While economists differ on the strength and magnitude of the global financial crisis, they generally agree it is the worst since World War II and is hurting the nation’s export-dependent economy more seriously than expected.
GDP growth forecasts for Taiwan next year vary from 4.12 percent by the Taiwan Institute of Economic Research (TIER, 台經院) to minus 3 percent from Goldman Sachs.
Optimists like TIER, which released its prediction on Nov. 6, believed increased government investment and better ties with China could expand domestic demand and offset declining exports amid the global downturn.

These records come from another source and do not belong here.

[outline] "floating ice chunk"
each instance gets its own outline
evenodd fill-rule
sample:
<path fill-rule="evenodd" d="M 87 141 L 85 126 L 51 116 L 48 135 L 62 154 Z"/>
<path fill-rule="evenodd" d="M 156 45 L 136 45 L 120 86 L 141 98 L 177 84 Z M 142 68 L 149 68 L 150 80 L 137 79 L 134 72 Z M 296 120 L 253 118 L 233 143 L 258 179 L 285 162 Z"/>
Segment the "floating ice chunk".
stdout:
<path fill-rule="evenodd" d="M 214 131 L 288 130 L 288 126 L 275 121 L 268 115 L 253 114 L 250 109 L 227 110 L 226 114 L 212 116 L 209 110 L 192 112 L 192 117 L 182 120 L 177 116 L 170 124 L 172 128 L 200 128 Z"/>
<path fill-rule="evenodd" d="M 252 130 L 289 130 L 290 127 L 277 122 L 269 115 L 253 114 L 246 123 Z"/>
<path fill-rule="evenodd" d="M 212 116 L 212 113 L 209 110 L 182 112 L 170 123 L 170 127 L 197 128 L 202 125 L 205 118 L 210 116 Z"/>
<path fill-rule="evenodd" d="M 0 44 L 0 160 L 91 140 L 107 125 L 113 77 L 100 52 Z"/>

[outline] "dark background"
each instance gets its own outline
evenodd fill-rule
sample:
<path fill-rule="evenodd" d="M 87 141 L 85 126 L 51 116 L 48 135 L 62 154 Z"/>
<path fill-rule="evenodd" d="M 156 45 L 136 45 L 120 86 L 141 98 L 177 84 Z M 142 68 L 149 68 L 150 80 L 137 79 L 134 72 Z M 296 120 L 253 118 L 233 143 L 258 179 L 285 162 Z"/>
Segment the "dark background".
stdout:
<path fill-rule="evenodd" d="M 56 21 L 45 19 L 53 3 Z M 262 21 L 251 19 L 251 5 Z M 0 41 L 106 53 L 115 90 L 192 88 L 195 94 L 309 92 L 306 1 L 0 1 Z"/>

Pessimists like the Economist Intelligence Unit (EIU), the research arm of The Economist, said on Friday the spate of stimulus plans were inadequate to neutralize the slump in exports that account for more than two-thirds of Taiwan’s GDP.
Liang Kuo-yuan (梁國源), president of Polaris Research Institute (寶華綜合經濟研究院), said he surveyed many businesses and virtually all complained about the blow of the financial crisis.
“Many share the view that it is the worst nightmare they have seen in decades,” Liang said by telephone. “And some wonder if they can survive the crisis.”
Liang, whose organization is due to disclose its forecast on Wednesday, said it was overly upbeat for the government to predict a slow beginning of recovery in the second quarter of next year when the US would most likely remain in recession till the end of it.
Liang said there was a consensus among researchers the US economy has to recover before Taiwan can put up solid momentum on grounds the US represents most of the end-market for Taiwanese high-tech products.
“It is more realistic to expect a reverse in the second half when the impact of public works plans may start to be felt,” Liang said.
Cheng Cheng-mount (鄭貞茂), chief economist at Citigroup Inc in Taiwan, whose company put Taiwan’s GDP forecast for next year at 1.5 percent on Tuesday, said he may have to make a revision next year.
Cheng said the question he had been asked most frequently these days was when the crisis would hit bottom, and he had to admit he did not know for sure.
“I can only say the storm will not repeat the Big Crash of the 1930’s when US unemployment hit 25 percent but is pulling the world economy down to the worst state since Word War II,” Cheng said.
The Chung-Hua Institution for Economic Research (CIER, 中經院) echoed the uncertainty with Wang Lee-rong (王儷容), director of the institute’s Center for Economic Forecasting, noting the later the figure is published, the gloomier the projection seems to be.
Wang attributed the bearish sentiment to the rapid deterioration of the economy around the world. CIER recently lowered its forecast for the nation to 1.24 percent next year and speculated on a modest recovery beginning in the third quarter.
Academia Sinica, the country’s top research institute, which unveiled its forecast on Friday, put the figure at 0.56 percent. Wu Chung-shu (吳中書), a research fellow at the institute, painted the goal as an uphill struggle whose success hinges on effective execution of the stimulus package.
Wu shied away from judging the damage of the financial storm but voiced certainty it would leave more harm than expected.